In this thesis we show that it is in fact possible to obtain efficient algorithms for the aforementioned problems, if we are satisfied with answers which are approximate .
The running time of our algorithms for the aforementioned problems has only
polynomial dependence on the dimension, and sublinear (for the nearest
neighbor problem) or subquadratic (for the closest pair, minimum spanning tree, clustering etc.) dependence on the number of input points.
The highlights of the results include:
- Several algorithms for the (1+epsilon)-approximate near neighbor problem, where the goal is to find a database point within a pre-specified distance from the query point.
In particular, for the Hamming metric, we give an algorithm with O(d n^{1/(1+epsilon)}) per query/insertion/deletion (where we use n to denote the number of data points and d to denote the dimensionality) as well as an algorithm with
O(d log n/epsilon^2) query time but large storage space.
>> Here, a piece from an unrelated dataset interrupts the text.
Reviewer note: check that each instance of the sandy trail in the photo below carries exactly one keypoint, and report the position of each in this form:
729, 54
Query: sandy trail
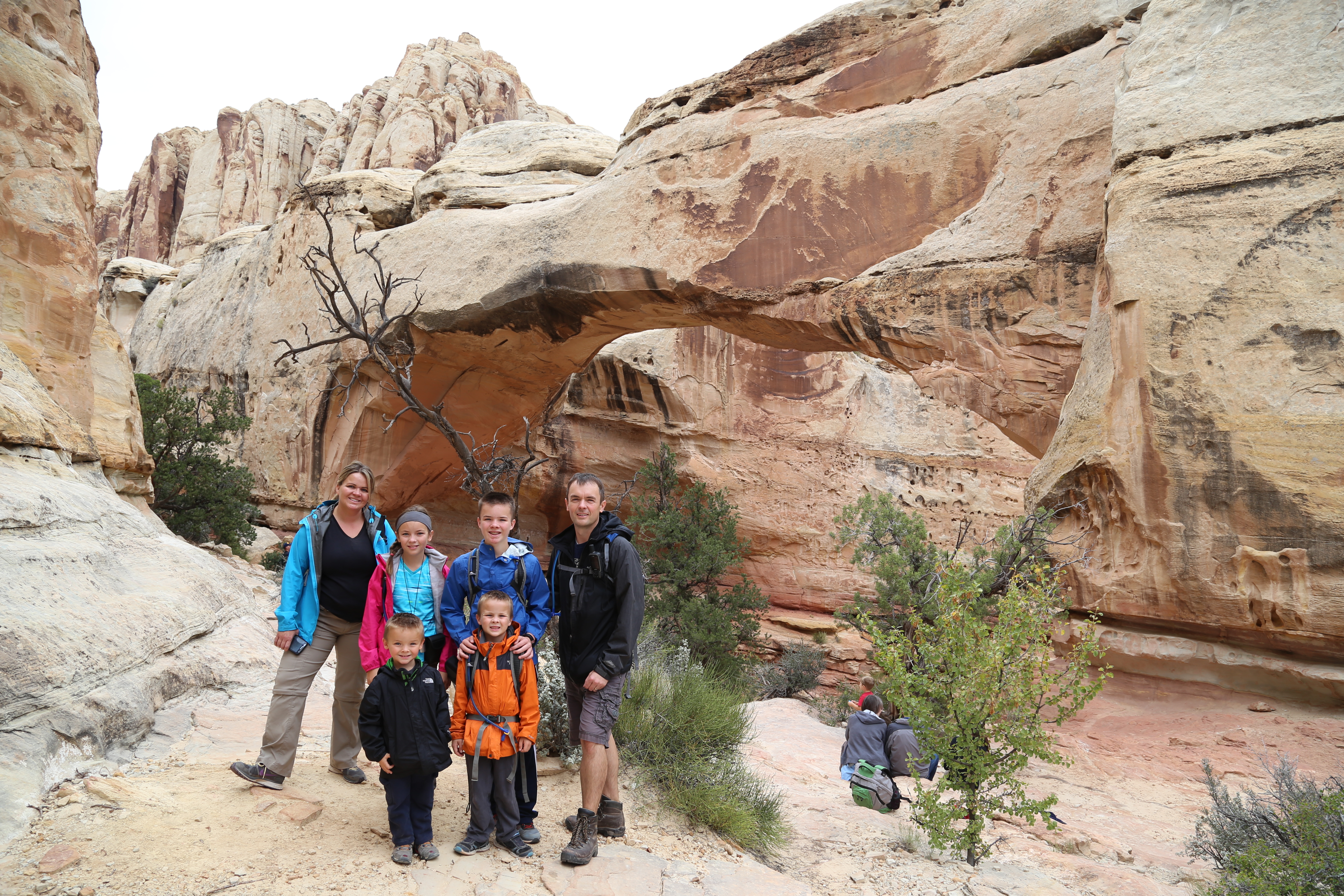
174, 821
For the maximum (i.e., l_infty) norm, we give an algorithm which achieves
O(log_{1+delta} log d)-approximation for any delta>0, with
O(d log n) query time and O(dn^{delta}) update; this in particular gives
a 3-approximate data structure using slightly superpolynomial storage
of size O(n^{log d+1}).
-
Efficient reductions to dynamic approximate nearest neighbor from a variety of problems, including nearest neighbor, furthest neighbor, closest pair, minimum spanning tree, facility location and bottleneck matching.
In particular, the sublinear-time algorithms for the near neighbor described above, together with the reductions, yield sublinear-time algorithms for nearest and furthest neighbor, as well as subquadratic-time algorithms for the remaining problems.
-
Efficient embeddings to Hamming metric and l_infty from other metrics, including Euclidean and Manhattan norms and Hausdorff metrics.
This allows us to extend the aforementioned results to these metrics as well
-
Applications of the techniques used to obtain the above results to give efficient algorithms for problems outside of the scope of ``high-dimensional computational geometry''.
These problems include: computing statistics for a stream of data using small space, finding spanning trees crossing few hyperplanes in low dimensions, and approximate pattern matching.
- Subquadratic-time approximation algorithms for certain problems defined over general metrics, including 1-median, k-median, and 2-clustering.
E.g., the algorithm for k-median works in time (roughly) O(nk).